SimonDedman / gbm.auto

Machine-learning Boosted Regression Tree software suite for species distribution modelling in R
https://doi.org/10.1371/journal.pone.0188955
Other
18 stars 6 forks source link

Tune/Auto/step: Optimise parameters #22

Open SimonDedman opened 6 years ago

SimonDedman commented 6 years ago

Done? See Erik Franklin's code.

Trial & error iterative approach to determine the optimal lr for a data set? How? Stop @ whole percentages? Try OPTIM function & see http://r.789695.n4.nabble.com/Optimization-in-R-similar-to-MS-Excel-Solver-td4646759.html Possibly have an option to start with this in the R function. Separate function? Maybe do as separate function then feed into this so the outputs are jkl? or make one uber function but can use all 3 separately. Uberfunction doesn't need the loops? optim: use Method "L-BFGS-B" require(optimx) see: https://stats.stackexchange.com/questions/103495/how-to-find-optimal-values-for-the-tuning-parameters-in-boosting-trees/105653#105653 The caret package in R is tailor made for this. Its train function takes a grid of parameter values and evaluates the performance using various flavors of cross-validation or the bootstrap. The package author has written a book, Applied predictive modeling, which is highly recommended. 5 repeats of 10-fold cross-validation is used throughout the book. For choosing the tree depth, I would first go for subject matter knowledge about the problem, i.e. if you do not expect any interactions - restrict the depth to 1 or go for a flexible parametric model (which is much easier to understand and interpret). That being said, I often find myself tuning the tree depth as subject matter knowledge is often very limited. I think the gbm package tunes the number of trees for fixed values of the tree depth and shrinkage. https://www.youtube.com/watch?v=7Jbb2ItbTC4 see gbm.fixed in BRT_ALL.R - having processed the optimal BRT, might as well just use those details going forward rather than re-running the best one again.
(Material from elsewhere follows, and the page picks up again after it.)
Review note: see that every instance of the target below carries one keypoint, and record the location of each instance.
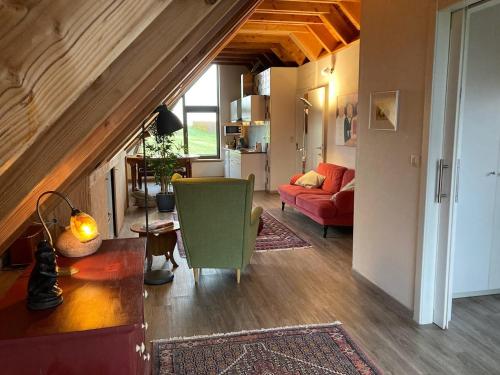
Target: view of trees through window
(198, 110)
SimonDedman commented 6 years ago

See this: https://www.r-bloggers.com/error-handling-in-r/ Currently didn't know how to continue when gbm.loop/auto/step crashes. Can use this to fail fast: try quickest highLR values to lowerLR values (divide by 10 step from 0.1?) until it runs, which constrains the possibility space . Would need to get a feel for how BF & LR (&TC?) combine in practice to produce final CV score. If they're hierarchical (LR>BF>TC) then could optimise in order, setting possibility space backwards. TC defined by n.expvars, BF by bfcheck. Optimise CV on LR alone, then optimise BF, then TC.

SimonDedman commented 6 years ago

https://stat.ethz.ch/R-manual/R-devel/library/base/html/options.html options(error) calls stop, could potentially save getwd() at the start of loop/auto/step then have options(error) return: setwd(initialwd) && stop

SimonDedman commented 5 years ago

Could parallelise param combinations and run loads of gbm.autos in a foreach loop (see https://github.com/SimonDedman/gbm.auto/issues/21) then compare processing time and CV score, also giving the option to check for absence of... report.csv? If the gbm.auto run fails then report.csv will be absent.
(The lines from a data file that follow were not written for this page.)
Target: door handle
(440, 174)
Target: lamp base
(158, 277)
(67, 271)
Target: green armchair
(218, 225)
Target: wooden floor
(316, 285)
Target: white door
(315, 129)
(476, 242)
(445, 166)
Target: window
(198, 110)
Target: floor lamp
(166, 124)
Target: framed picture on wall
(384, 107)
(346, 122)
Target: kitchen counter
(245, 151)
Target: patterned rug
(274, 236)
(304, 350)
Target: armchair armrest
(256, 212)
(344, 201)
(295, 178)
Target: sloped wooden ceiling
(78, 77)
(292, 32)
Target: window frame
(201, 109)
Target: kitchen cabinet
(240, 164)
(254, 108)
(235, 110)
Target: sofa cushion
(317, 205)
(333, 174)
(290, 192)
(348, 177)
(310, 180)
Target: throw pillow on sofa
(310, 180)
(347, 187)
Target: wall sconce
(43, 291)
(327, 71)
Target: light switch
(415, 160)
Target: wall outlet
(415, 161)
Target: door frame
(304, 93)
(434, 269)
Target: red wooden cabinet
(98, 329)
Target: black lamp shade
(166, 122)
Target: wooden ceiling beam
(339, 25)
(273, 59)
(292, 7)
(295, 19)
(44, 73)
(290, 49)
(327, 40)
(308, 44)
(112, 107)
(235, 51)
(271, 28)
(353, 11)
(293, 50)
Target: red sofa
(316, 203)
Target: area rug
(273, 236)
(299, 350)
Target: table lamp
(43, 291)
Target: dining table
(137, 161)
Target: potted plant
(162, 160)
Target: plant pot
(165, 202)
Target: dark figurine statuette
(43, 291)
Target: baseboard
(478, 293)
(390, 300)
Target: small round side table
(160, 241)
SimonDedman commented 5 years ago

Probably there's a relationship between sample size (/positive sample size) & variance, and optimal bfs & lrs. Certainly gbm.bfcheck gives you a range of bfs. If I can find this that probably obviates much (all?) of the work of optimising.

Could do this using BRTs!! What's the influence & relationship shape of tc lr bf on td score & how do they interact? 3D surface output potentially?

What's the relationship between gbm.bfcheck results and what will actually run?

SimonDedman commented 5 years ago

Optimise section as a wrapper around gbm.step for bin, and separately for gaus. Once it's optimised and run, the values will already be saved in the report csv. Can then re-use those as list(bin,gaus) params if re-running in future. For optimising, will ideally use largest LR, smallest BF >=0.5, and TC related to nvars.

SimonDedman commented 3 years ago

https://www.tidymodels.org/learn/work/tune-svm/ could do this within the tidymodels framework. Could conceptually rewrite the entirety of gbm.auto within that framework... See also https://dials.tidymodels.org/articles/Basics.html https://tune.tidymodels.org/articles/getting_started.html

SimonDedman commented 2 years ago

this already solves in python: https://scikit-optimize.github.io/stable/auto_examples/sklearn-gridsearchcv-replacement.html https://scikit-optimize.github.io/stable/ see Hulbert.etal.2020.Exponential build seismic energy Cascadia.pdf :

We rely on the XGBoost library for the gradient boosted trees’ regression, shown in Fig. 2 of the paper (and for results presented below). The problem is posed in a regression setting. Model hyperparameters are set by five-fold cross-validation, using Bayesian optimization (skopt library)

Anything comparable in R? https://softwarerecs.stackexchange.com/questions/25728/scikit-learn-for-r Could do in reticulate https://rstudio.github.io/reticulate/ ?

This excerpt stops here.